April 22, 2026

Why adaptive baselines outperform static thresholds in identity security

Static rules catch yesterday's attacks. Adaptive per-identity baselines learn what normal looks like for each user—so anomalies stand out the moment they happen, not after a breach report arrives.

Most identity security tools rely on global thresholds: flag any login from a new country, challenge any session longer than four hours, deny any request outside business hours. These rules generate noise for legitimate travelers and remote workers while missing sophisticated attackers who operate within the boundaries.

Identity Armour takes a different approach. The Verdikta engine builds adaptive baselines for every identity using exponential weighted moving averages (EWMA) across six behavioral dimensions: login hour distributions, geographic locations, device fingerprints, session durations, access frequency, and data volume. After as few as ten observations, each identity has a personalized model of normal behavior.

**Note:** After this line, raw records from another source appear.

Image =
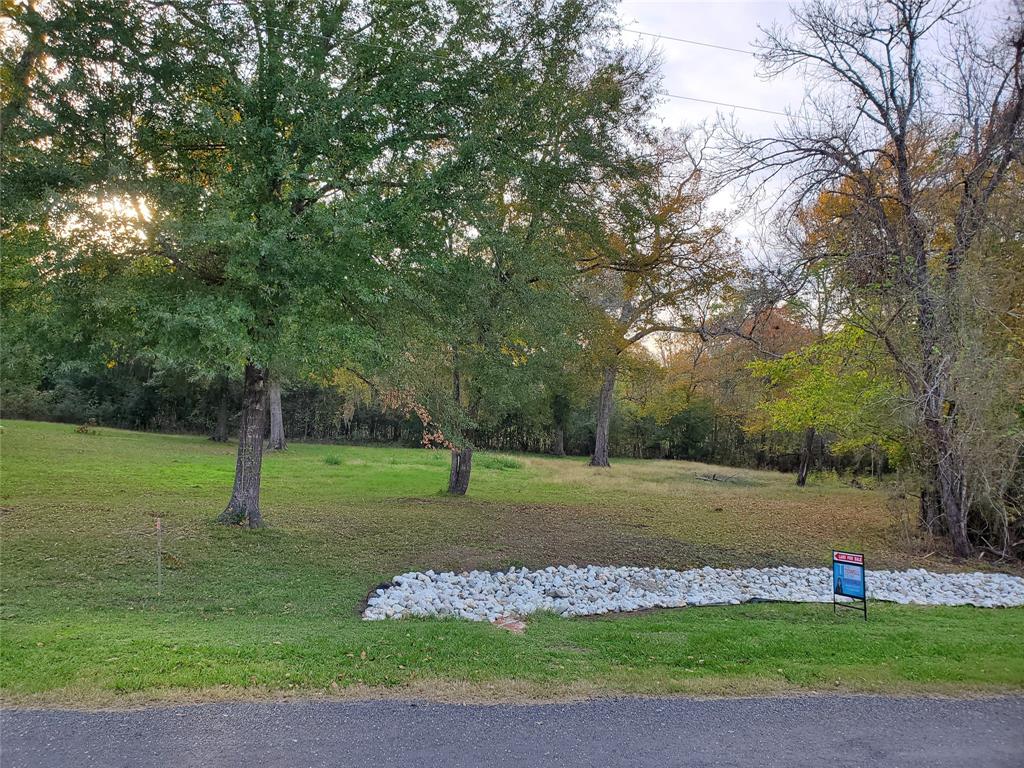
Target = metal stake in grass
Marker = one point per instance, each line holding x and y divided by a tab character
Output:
160	557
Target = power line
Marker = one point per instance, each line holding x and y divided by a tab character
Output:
691	42
723	103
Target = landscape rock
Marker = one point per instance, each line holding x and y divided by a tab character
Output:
594	590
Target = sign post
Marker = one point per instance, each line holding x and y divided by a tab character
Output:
848	581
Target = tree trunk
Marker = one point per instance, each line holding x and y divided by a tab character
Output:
604	402
952	496
805	457
244	506
931	511
220	429
558	441
462	465
462	459
276	420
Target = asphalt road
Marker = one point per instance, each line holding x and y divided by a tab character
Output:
803	731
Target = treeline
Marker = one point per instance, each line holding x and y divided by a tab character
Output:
142	398
460	223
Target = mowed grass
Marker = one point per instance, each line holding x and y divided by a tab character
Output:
254	613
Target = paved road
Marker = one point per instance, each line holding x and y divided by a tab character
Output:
788	732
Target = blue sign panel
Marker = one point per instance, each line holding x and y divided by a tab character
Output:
848	578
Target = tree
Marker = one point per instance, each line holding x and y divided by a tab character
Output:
662	251
918	135
268	162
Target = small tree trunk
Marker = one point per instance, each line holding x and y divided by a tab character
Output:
276	420
952	496
244	505
558	441
462	465
805	457
604	402
220	429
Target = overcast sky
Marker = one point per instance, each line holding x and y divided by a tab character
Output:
711	73
726	76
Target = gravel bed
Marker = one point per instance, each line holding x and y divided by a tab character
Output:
592	590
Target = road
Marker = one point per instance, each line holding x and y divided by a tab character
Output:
791	732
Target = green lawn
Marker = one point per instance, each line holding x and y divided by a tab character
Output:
251	613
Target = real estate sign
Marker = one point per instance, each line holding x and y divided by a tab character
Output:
848	580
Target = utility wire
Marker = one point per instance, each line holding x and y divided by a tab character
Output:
691	42
723	103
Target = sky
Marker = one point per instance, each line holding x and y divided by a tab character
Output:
727	76
711	73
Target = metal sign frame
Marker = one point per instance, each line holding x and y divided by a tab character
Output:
846	564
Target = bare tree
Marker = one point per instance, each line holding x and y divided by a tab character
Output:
913	123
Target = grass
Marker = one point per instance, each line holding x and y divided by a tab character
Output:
254	613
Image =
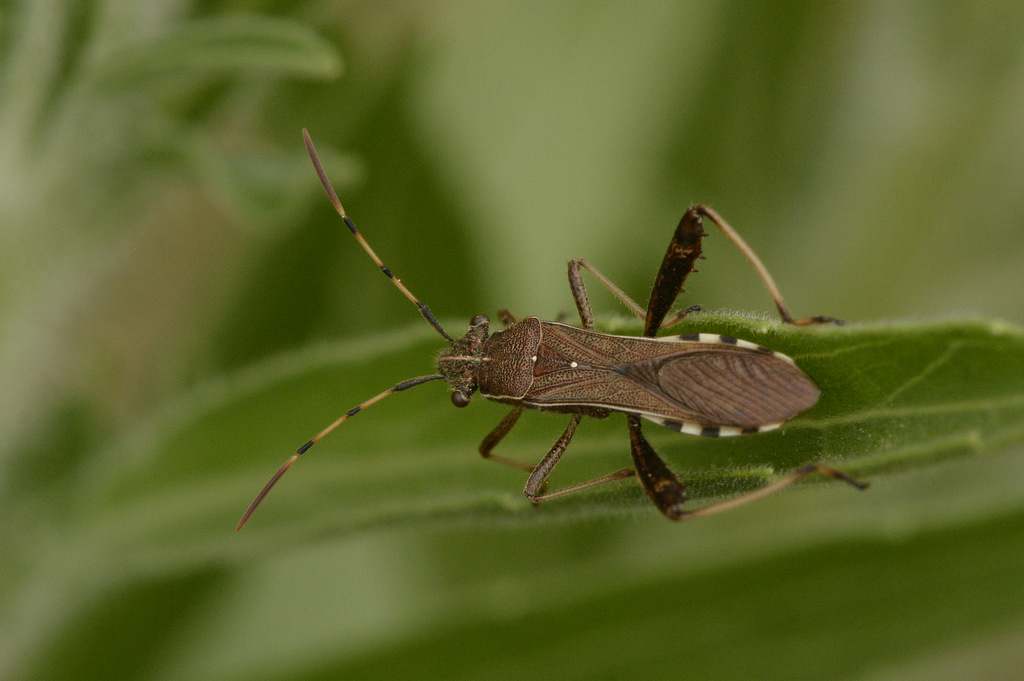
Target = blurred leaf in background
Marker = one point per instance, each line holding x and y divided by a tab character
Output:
179	308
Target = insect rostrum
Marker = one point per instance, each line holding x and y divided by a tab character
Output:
700	384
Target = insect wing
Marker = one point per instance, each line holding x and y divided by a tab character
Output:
701	383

When a session deviates from what is normal for that specific identity—not a generic threshold—the anomaly detection vector flags it immediately. Combined with the four other evaluation vectors (device posture, behavioral analytics, geo-risk, and session integrity), the composite confidence score gives operators a precise, explainable signal rather than a binary alert.

The result is fewer false positives for legitimate users and faster detection of compromised credentials—because an attacker who knows the global rules still cannot replicate the behavioral fingerprint of the identity they have stolen.